Monday, August 06, 2007

Pre-WWW Hyperlinking

I recently attempted to rhapsodize on the wonders of restriction endonucleases. My exploration of this area has also reacquainted me with an amazing invention, what I might argue is the first artifact of what we now call synthetic biology.

An important early use, still going strong, for restriction enzymes is the cutting-and-pasting of DNA sequences. An early vector which was heavily used was pBR322, and it was also one of the first DNA molecules to have its entire sequence determined. pBR322 was particularly useful because for certain popular restriction enzymes it contained only a single site and that site was not in a critical region. This facilitated cloning into that site.

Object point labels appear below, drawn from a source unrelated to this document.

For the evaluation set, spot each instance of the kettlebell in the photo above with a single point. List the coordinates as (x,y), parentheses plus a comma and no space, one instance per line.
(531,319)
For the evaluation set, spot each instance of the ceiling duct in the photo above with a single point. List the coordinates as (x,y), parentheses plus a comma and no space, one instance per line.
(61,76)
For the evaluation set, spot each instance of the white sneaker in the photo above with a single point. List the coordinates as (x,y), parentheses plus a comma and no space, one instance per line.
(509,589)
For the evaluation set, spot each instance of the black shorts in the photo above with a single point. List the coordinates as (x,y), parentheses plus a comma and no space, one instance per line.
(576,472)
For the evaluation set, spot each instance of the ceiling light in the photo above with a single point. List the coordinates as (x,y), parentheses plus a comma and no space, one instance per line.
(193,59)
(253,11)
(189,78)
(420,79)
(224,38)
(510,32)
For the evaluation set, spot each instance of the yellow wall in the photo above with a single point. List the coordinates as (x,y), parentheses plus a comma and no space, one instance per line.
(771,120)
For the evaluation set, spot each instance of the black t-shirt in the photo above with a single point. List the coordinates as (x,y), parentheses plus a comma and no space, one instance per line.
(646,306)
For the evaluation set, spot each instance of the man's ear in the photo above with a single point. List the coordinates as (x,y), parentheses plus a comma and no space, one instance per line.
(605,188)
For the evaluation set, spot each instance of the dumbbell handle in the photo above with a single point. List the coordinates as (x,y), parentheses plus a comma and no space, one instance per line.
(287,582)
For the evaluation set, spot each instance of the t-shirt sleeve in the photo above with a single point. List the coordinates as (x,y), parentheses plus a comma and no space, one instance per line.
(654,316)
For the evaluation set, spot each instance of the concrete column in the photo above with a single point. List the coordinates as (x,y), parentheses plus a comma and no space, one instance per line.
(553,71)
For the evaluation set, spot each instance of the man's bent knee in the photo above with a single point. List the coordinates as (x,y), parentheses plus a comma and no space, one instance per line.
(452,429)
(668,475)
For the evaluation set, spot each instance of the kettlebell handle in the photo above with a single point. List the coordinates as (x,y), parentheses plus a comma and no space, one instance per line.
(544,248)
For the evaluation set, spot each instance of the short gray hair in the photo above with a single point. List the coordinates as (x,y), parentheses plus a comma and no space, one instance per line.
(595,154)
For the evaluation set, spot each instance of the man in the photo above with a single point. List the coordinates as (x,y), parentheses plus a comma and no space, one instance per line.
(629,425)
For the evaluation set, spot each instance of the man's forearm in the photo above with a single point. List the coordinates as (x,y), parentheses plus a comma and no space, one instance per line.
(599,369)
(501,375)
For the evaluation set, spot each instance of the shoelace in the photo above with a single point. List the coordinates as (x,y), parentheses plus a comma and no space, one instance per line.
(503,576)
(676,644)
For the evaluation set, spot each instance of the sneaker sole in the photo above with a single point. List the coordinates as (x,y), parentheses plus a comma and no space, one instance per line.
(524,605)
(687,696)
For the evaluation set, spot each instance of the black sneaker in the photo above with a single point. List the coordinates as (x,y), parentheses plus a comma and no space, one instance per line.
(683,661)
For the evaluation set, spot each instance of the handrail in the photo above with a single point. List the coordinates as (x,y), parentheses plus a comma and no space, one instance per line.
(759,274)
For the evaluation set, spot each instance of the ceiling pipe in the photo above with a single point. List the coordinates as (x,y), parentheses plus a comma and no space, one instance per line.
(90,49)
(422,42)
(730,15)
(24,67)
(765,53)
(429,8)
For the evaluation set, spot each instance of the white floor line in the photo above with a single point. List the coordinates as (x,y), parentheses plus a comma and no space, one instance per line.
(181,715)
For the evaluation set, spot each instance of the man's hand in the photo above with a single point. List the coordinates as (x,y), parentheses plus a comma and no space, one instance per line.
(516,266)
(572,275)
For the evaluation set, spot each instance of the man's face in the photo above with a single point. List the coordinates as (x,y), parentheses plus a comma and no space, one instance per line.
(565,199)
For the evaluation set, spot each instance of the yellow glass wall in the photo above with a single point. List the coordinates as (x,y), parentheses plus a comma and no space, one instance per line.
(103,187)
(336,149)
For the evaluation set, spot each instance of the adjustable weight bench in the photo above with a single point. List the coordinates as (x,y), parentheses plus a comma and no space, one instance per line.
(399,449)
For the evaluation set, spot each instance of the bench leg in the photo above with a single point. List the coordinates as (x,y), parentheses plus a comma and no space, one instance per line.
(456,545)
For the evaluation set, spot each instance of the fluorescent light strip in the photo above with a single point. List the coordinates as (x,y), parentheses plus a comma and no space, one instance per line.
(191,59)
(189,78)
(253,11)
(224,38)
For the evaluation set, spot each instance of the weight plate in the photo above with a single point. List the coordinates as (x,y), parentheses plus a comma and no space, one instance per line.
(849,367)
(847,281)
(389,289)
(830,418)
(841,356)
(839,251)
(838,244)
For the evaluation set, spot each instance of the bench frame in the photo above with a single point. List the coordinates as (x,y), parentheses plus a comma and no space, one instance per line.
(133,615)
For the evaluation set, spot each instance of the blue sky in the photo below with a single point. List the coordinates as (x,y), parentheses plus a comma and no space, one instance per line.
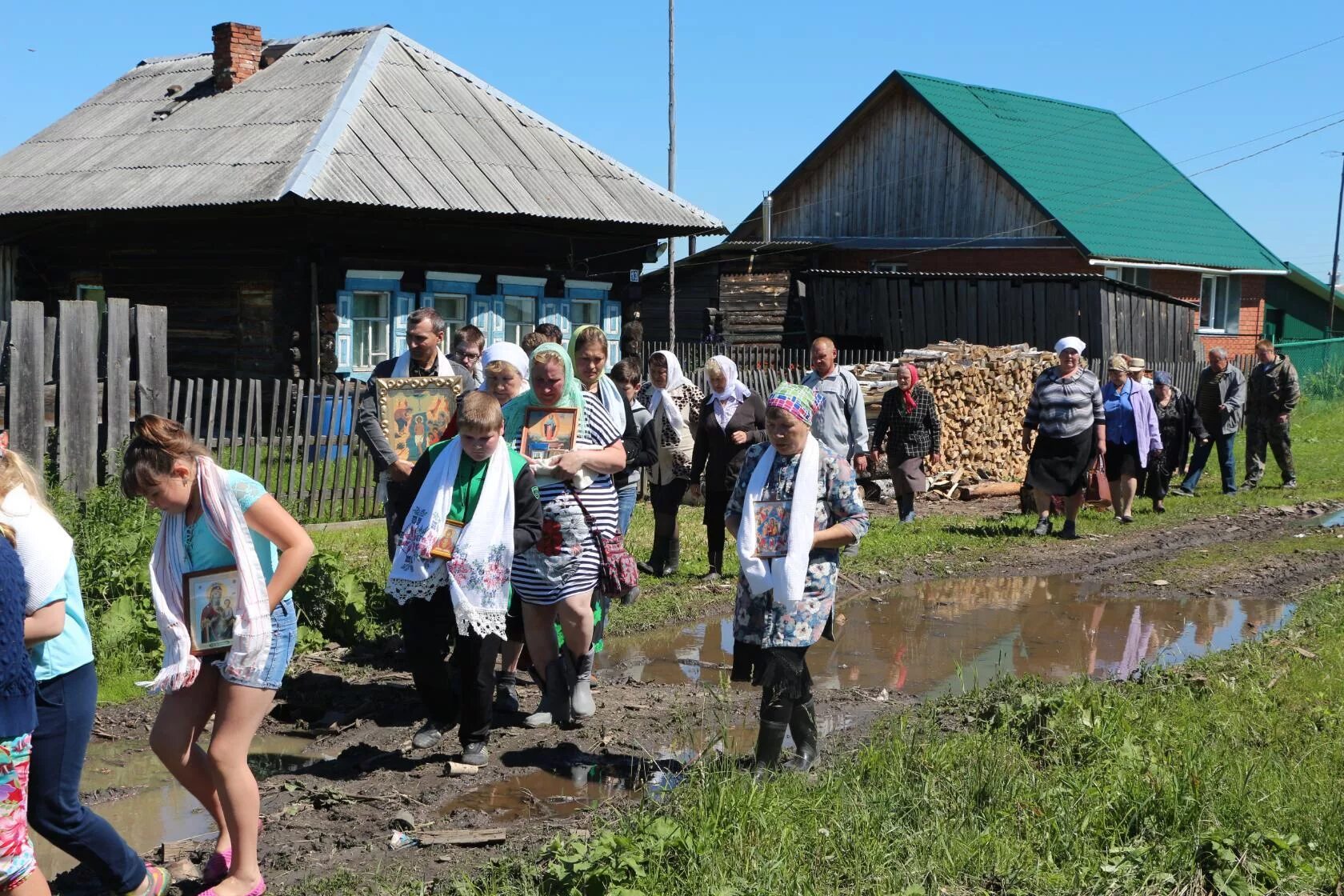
(761,83)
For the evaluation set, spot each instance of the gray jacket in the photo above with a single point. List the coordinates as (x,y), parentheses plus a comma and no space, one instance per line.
(1231,394)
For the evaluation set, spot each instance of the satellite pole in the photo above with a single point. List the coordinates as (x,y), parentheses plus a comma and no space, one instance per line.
(671,171)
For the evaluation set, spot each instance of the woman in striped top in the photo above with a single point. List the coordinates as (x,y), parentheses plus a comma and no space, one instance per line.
(557,577)
(1066,410)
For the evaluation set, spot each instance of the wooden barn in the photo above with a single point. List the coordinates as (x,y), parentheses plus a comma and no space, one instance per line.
(290,202)
(929,175)
(901,310)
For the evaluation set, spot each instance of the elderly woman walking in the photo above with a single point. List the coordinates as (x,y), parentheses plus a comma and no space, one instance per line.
(794,506)
(1132,435)
(1066,413)
(1176,423)
(674,403)
(555,578)
(731,419)
(915,431)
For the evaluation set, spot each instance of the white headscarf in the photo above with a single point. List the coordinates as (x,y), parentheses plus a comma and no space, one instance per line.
(663,397)
(507,352)
(734,393)
(45,547)
(482,558)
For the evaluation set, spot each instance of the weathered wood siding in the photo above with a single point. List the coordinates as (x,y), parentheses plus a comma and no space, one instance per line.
(911,310)
(902,172)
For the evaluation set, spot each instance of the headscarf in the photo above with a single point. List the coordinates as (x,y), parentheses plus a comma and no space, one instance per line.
(571,395)
(663,398)
(1070,342)
(796,399)
(507,352)
(606,389)
(909,395)
(734,393)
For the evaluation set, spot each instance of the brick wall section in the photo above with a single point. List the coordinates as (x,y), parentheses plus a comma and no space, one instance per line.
(237,53)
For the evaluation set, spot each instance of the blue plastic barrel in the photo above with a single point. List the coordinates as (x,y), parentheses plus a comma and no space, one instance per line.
(332,417)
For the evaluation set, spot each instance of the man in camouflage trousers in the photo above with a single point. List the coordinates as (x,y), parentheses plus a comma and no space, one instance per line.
(1272,394)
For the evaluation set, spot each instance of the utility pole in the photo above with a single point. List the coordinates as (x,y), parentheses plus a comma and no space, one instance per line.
(1335,267)
(671,168)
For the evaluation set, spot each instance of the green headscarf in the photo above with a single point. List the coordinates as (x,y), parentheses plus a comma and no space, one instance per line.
(571,395)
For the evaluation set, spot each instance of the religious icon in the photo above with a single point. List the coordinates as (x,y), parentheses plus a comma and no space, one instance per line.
(213,601)
(772,522)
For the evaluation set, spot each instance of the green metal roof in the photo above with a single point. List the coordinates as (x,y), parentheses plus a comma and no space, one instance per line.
(1090,171)
(1314,284)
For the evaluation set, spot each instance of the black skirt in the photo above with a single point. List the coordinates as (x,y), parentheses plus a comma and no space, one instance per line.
(1059,466)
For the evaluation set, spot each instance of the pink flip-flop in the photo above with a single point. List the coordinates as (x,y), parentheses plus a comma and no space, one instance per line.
(256,891)
(217,868)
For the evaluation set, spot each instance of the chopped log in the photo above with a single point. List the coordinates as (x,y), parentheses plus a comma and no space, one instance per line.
(462,837)
(988,490)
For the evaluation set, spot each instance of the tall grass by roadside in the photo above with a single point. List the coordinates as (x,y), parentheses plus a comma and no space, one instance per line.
(1217,777)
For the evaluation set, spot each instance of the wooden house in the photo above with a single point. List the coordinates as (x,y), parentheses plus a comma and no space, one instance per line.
(292,202)
(929,176)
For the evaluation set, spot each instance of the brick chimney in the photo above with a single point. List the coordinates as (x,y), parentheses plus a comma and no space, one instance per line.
(237,53)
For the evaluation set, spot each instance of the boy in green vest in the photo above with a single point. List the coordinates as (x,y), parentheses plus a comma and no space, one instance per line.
(452,567)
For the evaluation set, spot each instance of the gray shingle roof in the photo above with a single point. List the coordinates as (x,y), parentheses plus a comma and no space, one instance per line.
(365,116)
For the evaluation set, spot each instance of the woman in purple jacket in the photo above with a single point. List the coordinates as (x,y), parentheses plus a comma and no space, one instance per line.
(1132,435)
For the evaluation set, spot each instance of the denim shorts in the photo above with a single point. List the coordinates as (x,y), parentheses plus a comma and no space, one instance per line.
(284,633)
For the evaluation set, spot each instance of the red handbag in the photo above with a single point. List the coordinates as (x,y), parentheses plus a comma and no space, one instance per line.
(618,574)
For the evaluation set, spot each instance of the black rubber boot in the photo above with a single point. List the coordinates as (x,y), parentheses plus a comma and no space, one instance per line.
(581,694)
(802,726)
(674,563)
(774,726)
(715,567)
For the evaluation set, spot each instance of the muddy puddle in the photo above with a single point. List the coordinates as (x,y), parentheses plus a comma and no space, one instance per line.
(941,636)
(134,793)
(924,640)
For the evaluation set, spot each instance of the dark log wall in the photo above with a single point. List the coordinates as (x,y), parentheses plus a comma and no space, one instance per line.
(901,171)
(910,312)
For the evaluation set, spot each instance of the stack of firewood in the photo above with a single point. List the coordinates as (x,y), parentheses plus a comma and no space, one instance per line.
(982,394)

However, only a few restriction enzymes fit this description. In addition, a common problem with cloning into plasmids was that of empty vector, in which the plasmid reseals without capturing a DNA of interest. A clever scheme emerged somewhere of cloning into a portion (the alpha peptide) of E.coli beta-galactosidase; if the plasmid captured an insert then beta-Gal function would be disrupted. This loss-of-function would show up as white colonies when the E.coli were grown on media containing synthetic compounds that turn blue when cleaved by beta-Gal.

It turns out that this alpha peptide will accept a significant insertion of amino acids, and somewhere the germ of the idea of a polylinker emerged. The polylinker would contain many unique restriction sites and also enable blue-white cloning. For what I believe is the first time, a human sat down and designed a specific & novel DNA sequence for a specific & novel purpose and had it synthesized. Previous DNA synthesis efforts, such as the original effort by Har Gobind Khorana to make a tRNA or the synthesis of an artificial human hormone gene at UCSF, were intended to make something already extant in nature. The first polylinker was perhaps the first creative work of DNA!

That original polylinker had a mirror-symmetry and just 4 cloning sites, with the fold preventing using pairs of sites. Not long afterwards came the pUC polylinkers, which have each site represented only once and a very dense packing of sites. These have been propagated to many other vectors.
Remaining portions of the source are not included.